Pedro Neves

Personal information
- Full name: Pedro Paulo Pinheiro Neves
- Date of birth: 6 October 1981 (age 43)
- Place of birth: Santa Iría de Azóia, Portugal
- Height: 1.75 m (5 ft 9 in)
- Position(s): Defender, Midfielder

Youth career
- Santa Iria
- Sporting
- Alverca

Senior career*
- Years: Team / Apps / (Gls)
- 1998-2005: Alverca / 81 / (3)
- 2006: La Tour/Le Pâquier
- 2007-2008: Torreense / 25 / (1)
- 2008-2009: Bylis
- 2009-2010: Odivelas / 21 / (5)
- 2010-2011: Praiense / 20 / (4)
- 2011-2012: Pinhalnovense / 32 / (3)
- 2013-2014: Sacavenense / 42 / (7)
- 2014-2016: Lusitano VRSA / 55 / (7)
- 2016-2018: Moncarapachense / 18+ / (2+)

= Pedro Neves (footballer, born 1981) =

Portuguese footballer

Pedro Paulo Pinheiro Neves (born 6 October 1981) is a Portuguese former footballer who is last known to have played as a defender or midfielder for Moncarapachense.

==Career==

As a youth player, Neves joined the youth academy of Sporting, one of Portugal's most successful clubs.

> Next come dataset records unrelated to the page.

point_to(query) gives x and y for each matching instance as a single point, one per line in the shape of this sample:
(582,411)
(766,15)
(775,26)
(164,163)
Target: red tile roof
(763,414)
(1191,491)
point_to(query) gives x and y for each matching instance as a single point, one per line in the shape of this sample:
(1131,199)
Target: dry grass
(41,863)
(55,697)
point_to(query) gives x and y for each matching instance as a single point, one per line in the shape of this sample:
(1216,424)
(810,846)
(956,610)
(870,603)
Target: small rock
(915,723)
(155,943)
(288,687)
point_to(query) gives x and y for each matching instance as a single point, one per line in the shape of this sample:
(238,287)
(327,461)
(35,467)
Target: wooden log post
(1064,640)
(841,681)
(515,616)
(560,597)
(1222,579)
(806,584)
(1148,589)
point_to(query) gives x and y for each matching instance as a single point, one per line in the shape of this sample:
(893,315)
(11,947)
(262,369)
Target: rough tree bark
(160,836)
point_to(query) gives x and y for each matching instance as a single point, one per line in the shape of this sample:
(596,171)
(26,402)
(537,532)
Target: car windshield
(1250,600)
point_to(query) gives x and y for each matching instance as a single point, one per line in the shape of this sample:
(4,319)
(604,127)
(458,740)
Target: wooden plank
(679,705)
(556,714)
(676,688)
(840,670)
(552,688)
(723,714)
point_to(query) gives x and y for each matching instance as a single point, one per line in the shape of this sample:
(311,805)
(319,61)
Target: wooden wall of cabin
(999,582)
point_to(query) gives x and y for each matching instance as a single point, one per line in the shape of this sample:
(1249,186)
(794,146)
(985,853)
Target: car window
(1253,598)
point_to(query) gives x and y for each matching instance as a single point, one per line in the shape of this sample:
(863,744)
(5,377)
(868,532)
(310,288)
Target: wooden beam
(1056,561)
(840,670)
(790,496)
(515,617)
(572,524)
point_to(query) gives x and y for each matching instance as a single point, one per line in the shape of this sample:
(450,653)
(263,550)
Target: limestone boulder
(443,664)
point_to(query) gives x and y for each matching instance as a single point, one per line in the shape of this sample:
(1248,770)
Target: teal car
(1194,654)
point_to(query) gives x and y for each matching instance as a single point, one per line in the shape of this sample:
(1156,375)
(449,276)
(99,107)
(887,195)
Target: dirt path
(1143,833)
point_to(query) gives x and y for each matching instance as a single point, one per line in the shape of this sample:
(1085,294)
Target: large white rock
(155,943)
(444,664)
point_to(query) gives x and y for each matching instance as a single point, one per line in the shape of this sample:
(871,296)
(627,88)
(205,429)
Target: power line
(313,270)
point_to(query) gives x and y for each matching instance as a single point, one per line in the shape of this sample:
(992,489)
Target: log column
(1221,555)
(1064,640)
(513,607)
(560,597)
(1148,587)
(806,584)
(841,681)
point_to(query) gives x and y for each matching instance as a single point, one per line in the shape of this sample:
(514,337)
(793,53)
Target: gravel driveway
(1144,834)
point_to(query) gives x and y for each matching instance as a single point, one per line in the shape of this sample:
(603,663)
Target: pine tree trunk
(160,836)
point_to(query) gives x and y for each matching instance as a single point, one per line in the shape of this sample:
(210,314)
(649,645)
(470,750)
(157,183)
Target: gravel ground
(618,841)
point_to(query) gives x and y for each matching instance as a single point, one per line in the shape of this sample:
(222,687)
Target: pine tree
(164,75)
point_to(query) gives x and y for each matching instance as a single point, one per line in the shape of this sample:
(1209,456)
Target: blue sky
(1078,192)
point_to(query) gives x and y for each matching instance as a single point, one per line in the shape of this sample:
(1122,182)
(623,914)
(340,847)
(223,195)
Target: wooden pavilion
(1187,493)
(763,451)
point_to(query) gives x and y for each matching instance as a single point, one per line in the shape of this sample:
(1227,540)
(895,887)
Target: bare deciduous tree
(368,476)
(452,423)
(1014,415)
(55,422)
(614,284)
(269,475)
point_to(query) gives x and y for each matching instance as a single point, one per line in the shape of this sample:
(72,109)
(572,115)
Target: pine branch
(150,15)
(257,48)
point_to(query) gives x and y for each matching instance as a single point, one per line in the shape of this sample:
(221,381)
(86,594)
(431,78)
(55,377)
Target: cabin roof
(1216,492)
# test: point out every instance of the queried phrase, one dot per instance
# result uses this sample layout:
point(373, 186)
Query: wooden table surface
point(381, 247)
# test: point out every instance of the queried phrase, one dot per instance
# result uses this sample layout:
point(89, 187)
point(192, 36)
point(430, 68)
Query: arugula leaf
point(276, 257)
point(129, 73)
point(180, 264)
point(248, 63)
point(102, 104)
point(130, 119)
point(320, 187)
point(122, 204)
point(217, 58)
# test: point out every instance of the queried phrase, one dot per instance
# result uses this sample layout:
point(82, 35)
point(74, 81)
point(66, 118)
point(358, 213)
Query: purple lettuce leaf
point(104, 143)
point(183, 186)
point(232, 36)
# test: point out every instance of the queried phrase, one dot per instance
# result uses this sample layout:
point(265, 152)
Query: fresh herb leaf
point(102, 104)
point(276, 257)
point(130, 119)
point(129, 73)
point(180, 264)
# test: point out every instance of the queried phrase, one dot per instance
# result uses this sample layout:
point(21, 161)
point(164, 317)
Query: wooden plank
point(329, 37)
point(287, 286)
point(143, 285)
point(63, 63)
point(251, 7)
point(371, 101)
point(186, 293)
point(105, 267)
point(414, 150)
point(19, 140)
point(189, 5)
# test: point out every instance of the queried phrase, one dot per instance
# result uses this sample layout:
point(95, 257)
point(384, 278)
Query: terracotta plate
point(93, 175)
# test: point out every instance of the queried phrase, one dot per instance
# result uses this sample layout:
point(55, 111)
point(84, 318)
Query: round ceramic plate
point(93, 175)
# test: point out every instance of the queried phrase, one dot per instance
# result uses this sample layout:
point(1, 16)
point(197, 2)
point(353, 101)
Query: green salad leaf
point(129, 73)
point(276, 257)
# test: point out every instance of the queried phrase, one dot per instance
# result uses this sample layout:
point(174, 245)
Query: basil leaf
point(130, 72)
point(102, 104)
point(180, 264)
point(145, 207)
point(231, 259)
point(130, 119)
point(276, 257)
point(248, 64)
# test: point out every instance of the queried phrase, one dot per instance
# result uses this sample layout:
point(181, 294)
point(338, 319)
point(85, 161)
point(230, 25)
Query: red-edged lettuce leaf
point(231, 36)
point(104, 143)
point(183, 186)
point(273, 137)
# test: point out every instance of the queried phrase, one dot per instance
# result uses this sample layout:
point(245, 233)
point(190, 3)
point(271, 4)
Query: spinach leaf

He started his career with Alverca in the Portuguese top flight.

In 2006, Neves signed for Swiss fourth division side La Tour/Le Pâquier from Peniche in the Portuguese third division.

In 2008, he signed for Albanian team Bylis.

In 2016, he signed for Moncarapachense in the Portuguese fourth division.